Indeed, an even greater favourite — guaranteed to emerge on American TV screens several times (and on several channels) every Christmas — is the weepily righteous "It's a Wonderful Life", in which an angel persuades James Stewart not to commit suicide by showing him what his town would be like if he had never been born. No film, not even "The Wizard of Oz" or "The Sound of Music", has a greater hold on adult American affections today. I have friends who have seen it a dozen times and still tune in to watch every year, tears running down to irrigate the lumps in their throats. But when "It's a Wonderful Life" was nominated in 1946, it didn't win either for "Best Picture" or "Best Actor"; in fact, it didn't even come close. (The elitists fared no better. Also losing the same year were Laurence Olivier and "Henry V", venerated by many as one of the finest cinematic renditions of a Shakespeare play.)

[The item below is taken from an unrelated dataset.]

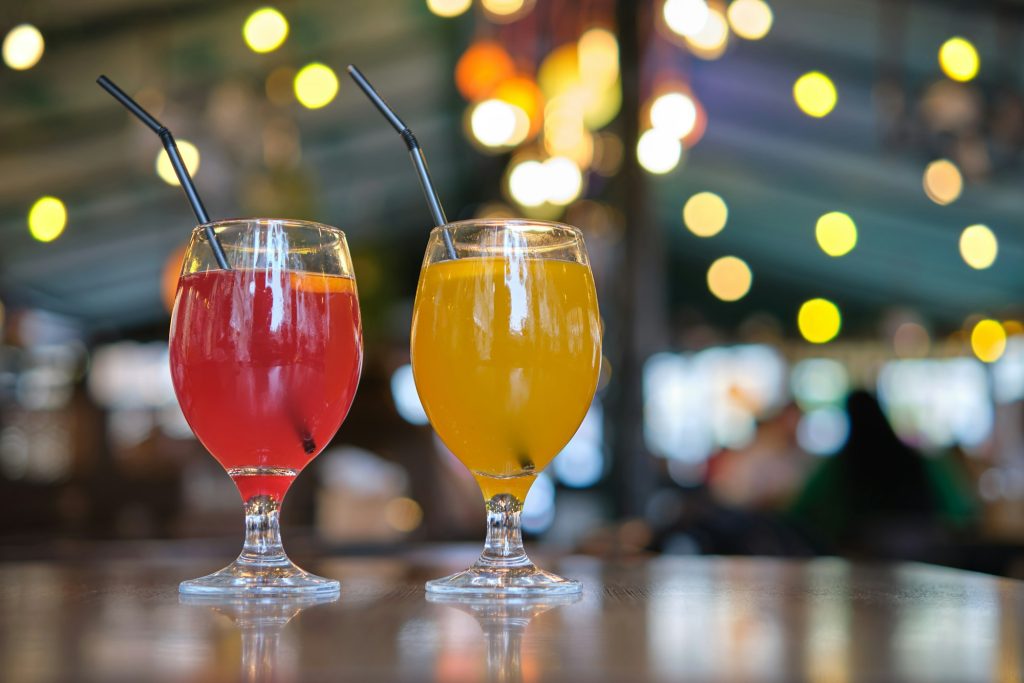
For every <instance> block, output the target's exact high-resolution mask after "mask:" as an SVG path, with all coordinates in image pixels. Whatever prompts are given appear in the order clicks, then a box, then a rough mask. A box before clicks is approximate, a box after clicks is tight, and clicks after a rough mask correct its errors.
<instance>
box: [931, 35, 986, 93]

Of course, an Oscar win is not everyone's idea of the pinnacle of recognition. Many past winners would have preferred to be among the distinguished names ignored by the Academy. George C. Scott, who won the "Best Actor" Oscar for "Patton" in 1970, said he didn't want the award and refused to come to the ceremony. "It's degrading for actors to compete against one another," he declared. (Marlon Brando, who turned down his "Best Actor" Oscar for "The Godfather" two years later, had accepted it in 1954 for "On the Waterfront", and so had it both ways. Bob Hope wisecracked that if Brando won again, he'd send Scott to receive the award on his behalf.) Another winner was even angrier: the immortal George Bernard Shaw, who felt insulted at being awarded the "Best Screenplay" Oscar in 1938 for "Pygmalion".

"It's perfect nonsense," he fumed. "My position as a playwright is known throughout the world. To offer me an award of this sort is an insult, as if they have never heard of me before."

Sadly, for so many of the names announced by the dressily dyslexic stars reading from their TelePrompTers, the Oscars will remain the high point of their careers. In many cases, the problem will prove to be the opposite of Shaw's: verdict that their names may never be heard of again.